International Women’s Day is the perfect time for reflecting on some of the pioneering women who shaped the history of travel.

In 2022 women can fly planes, and travel the world. Activ4 School Tours is passionate about providing students with inspirational educational experiences no matter a pupil’s gender, and without exceptional women this would not be possible.

International Womens Day

Left: Bessie Coleman; Right: Amelia Earhart

To celebrate international women’s day here are 4 extraordinary female explorers:

Amelia Earhart

From childhood Earhart had a spirit for adventure, leading her to a decade within the aviation industry, she even became the first pilot to cross the Atlantic and Pacific oceans. Earhart was a prominent figure in promoting commercial air travel; she was an early supporter for the Equal Rights Amendment and a member of the National Women’s Party. Earhart’s death was just as extraordinary as her life, disappearing whilst attempting to become the first woman to circumnavigate the globe, she has never been found. 80 years since her last flight, Amelia Earhart’s memory lives on. Earhart is honoured in the National Aviation Hall of Fame and The National Women’s Hall of Fame.

Bessie Coleman

At a time when American flight schools did not admit women or black people, Bessie would not let this stop her.
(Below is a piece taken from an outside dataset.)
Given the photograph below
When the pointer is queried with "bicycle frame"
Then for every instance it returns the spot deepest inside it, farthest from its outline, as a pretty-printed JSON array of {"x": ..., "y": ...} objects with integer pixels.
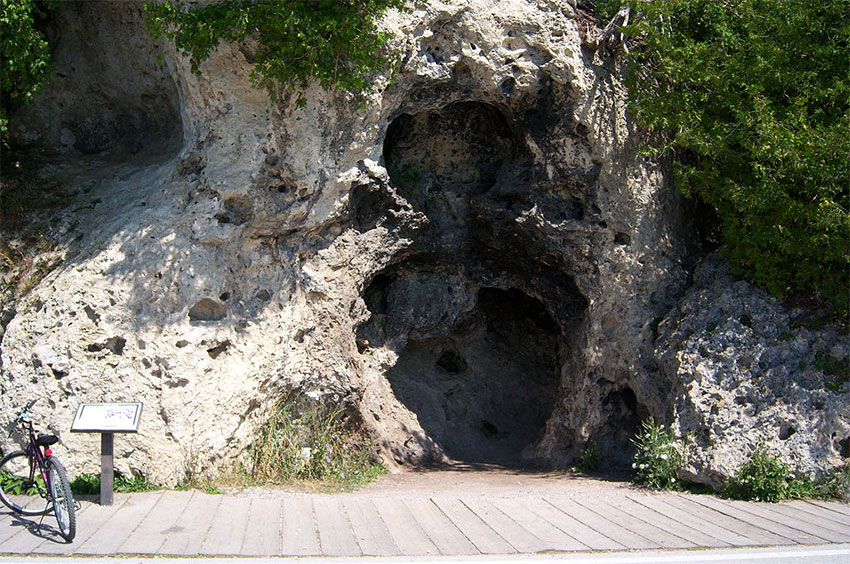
[{"x": 37, "y": 458}]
She took a French language course, travelled to Paris and on the 15th June 1921 earned her pilot’s licence from the Fédération Aéronautique Internationale, becoming the first black person to earn an international pilots licence. Coleman became a stunt flier renowned for her daring tricks, performing across the country. In doing so she also combated racism, Bessie would refuse to participate in events that prohibited African Americans. Coleman is an inspiration to all in her immutable purist of her dreams.

Isabella Bird

The first woman to be elected Fellow of the Royal Geographical Society, Bird was an explorer, writer, naturalist and photographer. A life of travel took Isabella across the globe. At 60 years old, after studying medicine, she travelled to India as a missionary, setting up two hospitals. Also as a passionate activist, after returning from the Middle East, Bird spoke to a parliament committee about the Armenian genocide. Bird’s life full of adventure and exploration is memorialized in her many books and articles.

Jeanne Baret

In the 1770s Jeanne became the first woman to circumnavigate the globe via maritime transport. Jeanne disguised herself as a man in order to complete this mean feat; her true identity was only discovered after 3 years of sailing. Throughout her voyage Baret collected exotic plants, but did not document the experiences herself, which is why her role in history is not always fully recognised. The expert botanist was courageous in her exploration of the world and did not accept the societal norm for how women should live in the 1700s.

These are just four influential women we wanted to recognise today. International women’s day is the perfect chance to pay homage not just too powerful women from history, but also the powerful women around you.